Commercial pest management can be synonymous with brand protection, ensuring that a customer never associates pests with a particular food processor or restaurant. As commercial pest management professionals (PMPs), our jobs often are to protect the food supply. This is a serious undertaking that involves protecting food through all stages of its processing, including in the retail environment, in restaurants, and often in a consumer’s home. That consumable item is the last step of a complicated, multi-faceted processing system that takes all different types of ingredients and turns them into something crave-worthy through the magic of food science. It’s that final product that is worthy of protecting.
The production lines on which these products are created are at the forefront of sanitation and pest management protection efforts; however, many of the real risks to that product do not stem from those production lines, but from unlikely, low-profile areas of the facility that have the potential for pest infestations. The building design, process flow, structural and sanitation resources, storage practices, and even neighboring facilities can all directly impact whether the production line feels pest pressure. Additionally, warehousing and receiving areas where ingredients and final products are stored tend to be near production lines, which harbor their own set of pest risks.
Stored Product Pests
Dry ingredients, such as baking mixes, cocoa, nuts, and flour, may enter a food processing facility infested with stored product pests such as Indianmeal moths (Plodia interpunctella), cigarette beetles (Lasioderma serricorne), warehouse beetles (Trogoderma variabile), and flour beetles (Tribolium spp.). Stored product pests live in the food they eat; the food is their home. If the facilities processing and packaging these ingredients have a stored product pest infestation, the product that they are shipping out may have that same infestation, which can in turn infest the destination facility.
Stored product pest population development is a function of time and temperature. The longer a population sits in a container in warm temperatures, the more generations will develop. For this reason, first-in first-out stock rotation is essential. Forgotten totes or pallets of ingredients may hold generations of stored product pests that are quietly devouring the product and growing their population, eventually to a point where they need to find new harborage to infest and spread throughout the warehouse. Using storage containers that prevent these pests from entering or exiting the food can be an excellent tool to minimize risk. Well-sealed plastic or metal storage containers can prevent pests from escaping an infested container and protect product that is not infested. Racking can also be a common source of stored product pest infestations within a warehouse. Product and ingredient spills collect in the beams of the racking and in the racking legs and guards, providing an excellent harborage.
Though we tend to think of stored product pests as internal infestations, several stored product pests, such as the warehouse beetle, have populations on the exterior of a building. These populations are often monitored on the interior through pheromone traps and/or insect light traps (ILTs), but the source may be outside of the building. In such cases, a facility may need to focus on exclusion, using fans, light management, and sealing to keep those outdoor pests on the exterior.
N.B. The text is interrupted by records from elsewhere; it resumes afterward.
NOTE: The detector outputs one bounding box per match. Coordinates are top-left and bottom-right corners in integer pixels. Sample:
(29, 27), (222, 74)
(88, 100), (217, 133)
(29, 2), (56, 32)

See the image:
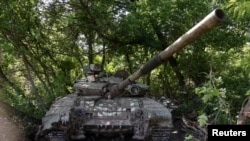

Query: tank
(36, 9), (225, 141)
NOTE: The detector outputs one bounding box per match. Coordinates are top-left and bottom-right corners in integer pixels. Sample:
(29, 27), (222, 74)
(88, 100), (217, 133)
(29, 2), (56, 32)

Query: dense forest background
(0, 0), (250, 126)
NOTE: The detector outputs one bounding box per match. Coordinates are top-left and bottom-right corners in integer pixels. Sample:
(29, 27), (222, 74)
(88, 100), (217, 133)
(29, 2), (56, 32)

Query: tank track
(150, 126), (173, 141)
(37, 131), (70, 141)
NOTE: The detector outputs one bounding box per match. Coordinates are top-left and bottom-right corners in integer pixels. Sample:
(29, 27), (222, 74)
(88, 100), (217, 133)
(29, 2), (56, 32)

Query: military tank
(36, 9), (225, 141)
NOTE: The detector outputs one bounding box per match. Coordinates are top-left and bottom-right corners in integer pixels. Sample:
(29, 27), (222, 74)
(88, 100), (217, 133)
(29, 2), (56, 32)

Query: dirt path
(0, 102), (30, 141)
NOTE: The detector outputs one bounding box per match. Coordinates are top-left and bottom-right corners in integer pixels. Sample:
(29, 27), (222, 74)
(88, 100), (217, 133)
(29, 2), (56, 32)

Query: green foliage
(195, 74), (231, 123)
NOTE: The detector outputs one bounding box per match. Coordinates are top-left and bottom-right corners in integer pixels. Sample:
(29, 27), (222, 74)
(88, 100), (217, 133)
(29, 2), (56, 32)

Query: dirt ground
(0, 102), (30, 141)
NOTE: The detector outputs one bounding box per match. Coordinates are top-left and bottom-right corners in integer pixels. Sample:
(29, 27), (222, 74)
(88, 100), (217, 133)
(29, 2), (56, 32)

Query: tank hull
(37, 94), (173, 140)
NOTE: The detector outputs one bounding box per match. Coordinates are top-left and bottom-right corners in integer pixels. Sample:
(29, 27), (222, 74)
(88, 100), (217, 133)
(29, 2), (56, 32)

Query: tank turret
(36, 9), (225, 141)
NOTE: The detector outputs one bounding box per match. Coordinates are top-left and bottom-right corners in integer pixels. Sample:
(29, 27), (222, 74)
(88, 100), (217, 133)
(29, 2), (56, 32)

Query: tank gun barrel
(110, 9), (225, 97)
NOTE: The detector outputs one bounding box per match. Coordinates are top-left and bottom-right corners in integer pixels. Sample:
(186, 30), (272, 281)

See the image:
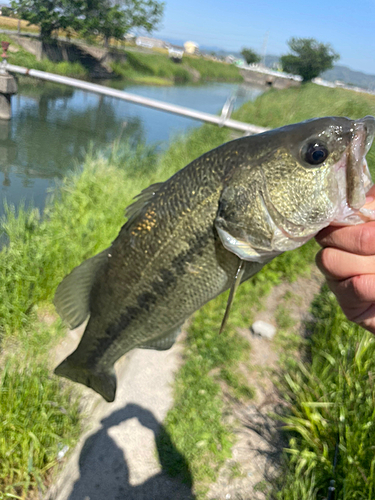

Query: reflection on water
(0, 82), (261, 213)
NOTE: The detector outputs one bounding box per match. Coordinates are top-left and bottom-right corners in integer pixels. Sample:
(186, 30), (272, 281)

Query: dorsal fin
(125, 182), (164, 223)
(53, 248), (110, 329)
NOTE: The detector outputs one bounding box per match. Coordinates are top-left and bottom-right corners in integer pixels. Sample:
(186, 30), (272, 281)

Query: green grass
(112, 51), (243, 84)
(0, 85), (375, 500)
(277, 287), (375, 500)
(183, 56), (243, 82)
(0, 34), (88, 78)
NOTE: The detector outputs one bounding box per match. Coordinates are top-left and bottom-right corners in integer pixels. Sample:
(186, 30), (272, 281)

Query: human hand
(316, 186), (375, 334)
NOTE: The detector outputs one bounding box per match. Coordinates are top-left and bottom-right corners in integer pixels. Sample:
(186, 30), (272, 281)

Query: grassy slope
(0, 86), (375, 500)
(112, 51), (243, 85)
(231, 85), (375, 500)
(0, 28), (243, 85)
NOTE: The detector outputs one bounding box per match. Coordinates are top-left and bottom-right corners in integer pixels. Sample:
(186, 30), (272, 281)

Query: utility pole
(262, 31), (270, 66)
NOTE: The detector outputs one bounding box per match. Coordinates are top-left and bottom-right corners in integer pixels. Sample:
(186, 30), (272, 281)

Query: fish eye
(302, 142), (329, 165)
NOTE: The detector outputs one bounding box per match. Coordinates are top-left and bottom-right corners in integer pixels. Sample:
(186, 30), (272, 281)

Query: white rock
(251, 320), (276, 340)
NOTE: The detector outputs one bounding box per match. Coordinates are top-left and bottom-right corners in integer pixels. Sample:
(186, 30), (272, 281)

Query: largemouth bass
(55, 116), (375, 401)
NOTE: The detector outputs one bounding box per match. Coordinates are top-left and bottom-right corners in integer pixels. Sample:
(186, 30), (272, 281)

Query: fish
(54, 116), (375, 402)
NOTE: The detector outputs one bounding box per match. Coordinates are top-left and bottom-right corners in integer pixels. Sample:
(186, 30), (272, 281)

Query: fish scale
(55, 117), (375, 401)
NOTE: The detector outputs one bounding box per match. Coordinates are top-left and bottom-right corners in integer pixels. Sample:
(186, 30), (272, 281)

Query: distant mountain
(266, 55), (375, 90)
(320, 65), (375, 90)
(159, 38), (375, 90)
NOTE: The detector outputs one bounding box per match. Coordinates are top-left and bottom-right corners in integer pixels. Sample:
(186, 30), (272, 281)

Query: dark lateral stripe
(88, 227), (213, 364)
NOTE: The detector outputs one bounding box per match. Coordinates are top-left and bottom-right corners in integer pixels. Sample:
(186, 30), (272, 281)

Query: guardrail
(3, 63), (268, 135)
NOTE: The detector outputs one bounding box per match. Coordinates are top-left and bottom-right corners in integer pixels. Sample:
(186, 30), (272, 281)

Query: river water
(0, 82), (261, 214)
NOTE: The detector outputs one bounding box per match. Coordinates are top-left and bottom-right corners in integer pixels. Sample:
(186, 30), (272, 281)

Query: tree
(280, 38), (340, 82)
(81, 0), (164, 45)
(12, 0), (164, 42)
(12, 0), (84, 39)
(241, 48), (260, 64)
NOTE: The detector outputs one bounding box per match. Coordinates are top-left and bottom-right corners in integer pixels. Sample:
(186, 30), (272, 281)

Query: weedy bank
(0, 32), (243, 85)
(112, 51), (243, 85)
(0, 85), (375, 500)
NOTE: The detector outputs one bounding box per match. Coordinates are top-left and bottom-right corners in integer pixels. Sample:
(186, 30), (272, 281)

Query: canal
(0, 80), (262, 214)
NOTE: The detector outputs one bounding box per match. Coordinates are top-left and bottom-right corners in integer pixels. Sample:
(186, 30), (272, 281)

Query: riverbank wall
(9, 35), (127, 78)
(241, 68), (301, 90)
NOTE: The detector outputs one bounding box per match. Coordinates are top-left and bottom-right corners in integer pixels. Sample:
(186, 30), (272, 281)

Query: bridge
(0, 58), (268, 135)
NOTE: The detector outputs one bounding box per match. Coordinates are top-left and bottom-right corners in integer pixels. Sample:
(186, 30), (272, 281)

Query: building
(168, 45), (184, 62)
(184, 42), (199, 54)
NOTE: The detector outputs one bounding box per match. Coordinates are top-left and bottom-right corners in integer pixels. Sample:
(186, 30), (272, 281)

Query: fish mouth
(333, 116), (375, 225)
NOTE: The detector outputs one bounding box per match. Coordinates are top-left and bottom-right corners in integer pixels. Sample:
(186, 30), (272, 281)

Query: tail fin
(55, 355), (117, 403)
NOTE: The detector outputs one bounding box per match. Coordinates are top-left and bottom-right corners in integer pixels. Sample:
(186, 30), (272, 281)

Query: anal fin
(137, 325), (181, 351)
(219, 259), (245, 335)
(55, 353), (117, 403)
(53, 248), (110, 329)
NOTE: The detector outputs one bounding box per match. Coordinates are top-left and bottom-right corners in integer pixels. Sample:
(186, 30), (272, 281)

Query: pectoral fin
(53, 248), (110, 329)
(219, 260), (245, 335)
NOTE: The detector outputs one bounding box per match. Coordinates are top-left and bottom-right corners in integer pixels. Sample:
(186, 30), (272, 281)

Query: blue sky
(154, 0), (375, 74)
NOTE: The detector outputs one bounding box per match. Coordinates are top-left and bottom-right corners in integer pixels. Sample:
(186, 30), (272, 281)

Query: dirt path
(44, 272), (322, 500)
(45, 332), (194, 500)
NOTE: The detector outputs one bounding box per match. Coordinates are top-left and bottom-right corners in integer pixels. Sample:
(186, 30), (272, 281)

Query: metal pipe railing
(5, 64), (269, 134)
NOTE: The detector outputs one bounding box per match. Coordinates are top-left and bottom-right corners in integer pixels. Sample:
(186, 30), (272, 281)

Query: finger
(327, 274), (375, 308)
(315, 247), (375, 280)
(316, 222), (375, 255)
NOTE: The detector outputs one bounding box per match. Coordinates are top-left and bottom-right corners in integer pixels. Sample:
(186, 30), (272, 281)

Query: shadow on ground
(69, 404), (195, 500)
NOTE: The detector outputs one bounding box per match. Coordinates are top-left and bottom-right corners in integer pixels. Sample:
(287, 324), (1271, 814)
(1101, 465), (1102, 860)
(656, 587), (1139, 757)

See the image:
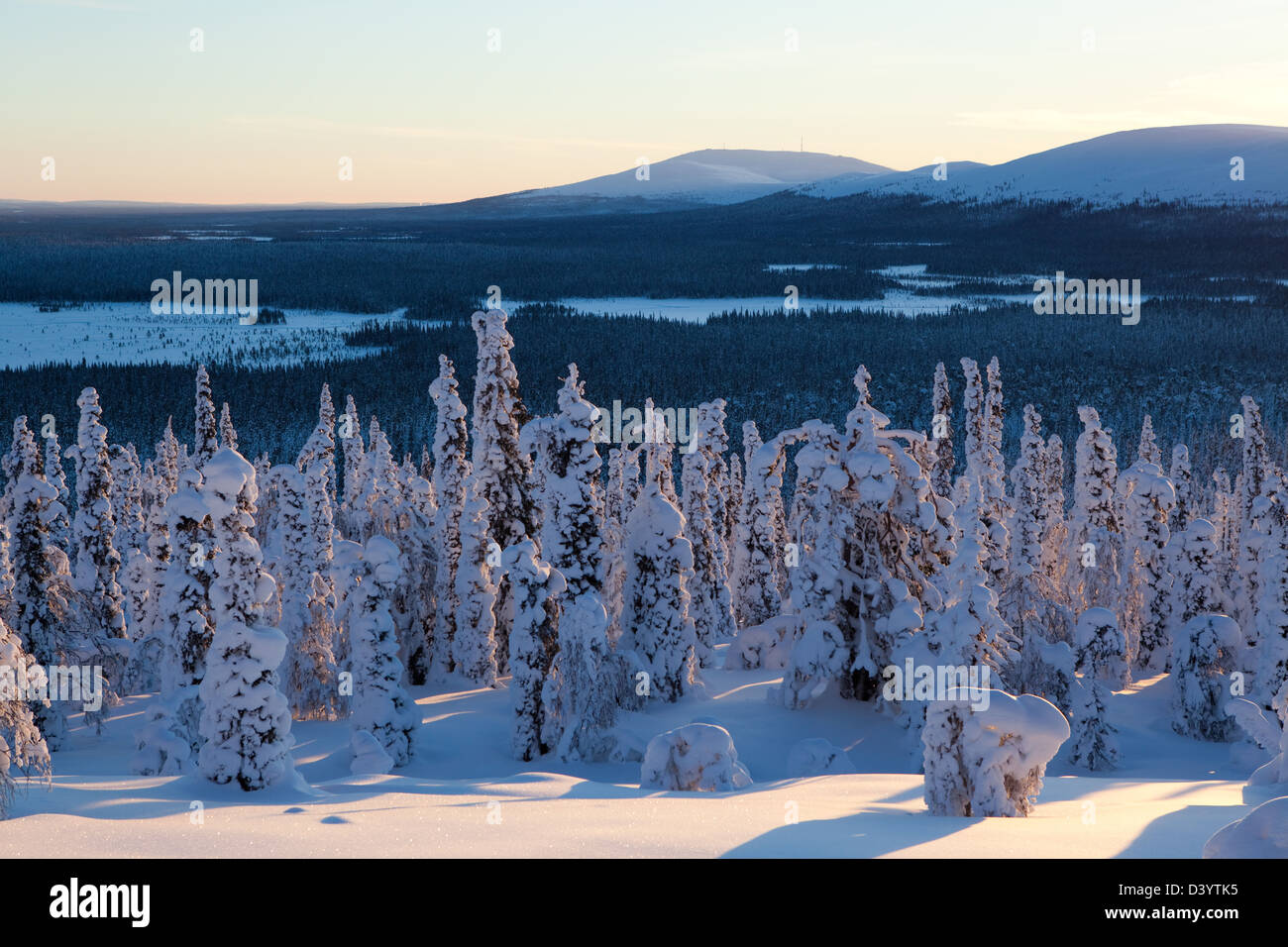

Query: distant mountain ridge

Monitoring and control: Finding infested product in a warehouse can be daunting. With rows of pallets packed high with susceptible ingredients, it may seem as though stored product pests can loom anywhere. To assist with finding stored product pests, PMPs can implement a pheromone program. Pheromones and/or kairomones are placed in tent or pit-fall traps, depending on which species are being targeted. Not all stored product pests have had pheromones synthesized for them, so it is important to remember that we cannot monitor for all stored product pests. Fortunately, the most damaging stored product pests do have synthesized pheromones. The monitoring traps will guide our inspection, telling us what areas of the warehouse have the most activity and warrant our attention. There is no replacement for a detailed and systematic inspection, but with monitoring data, we can find that infestation faster.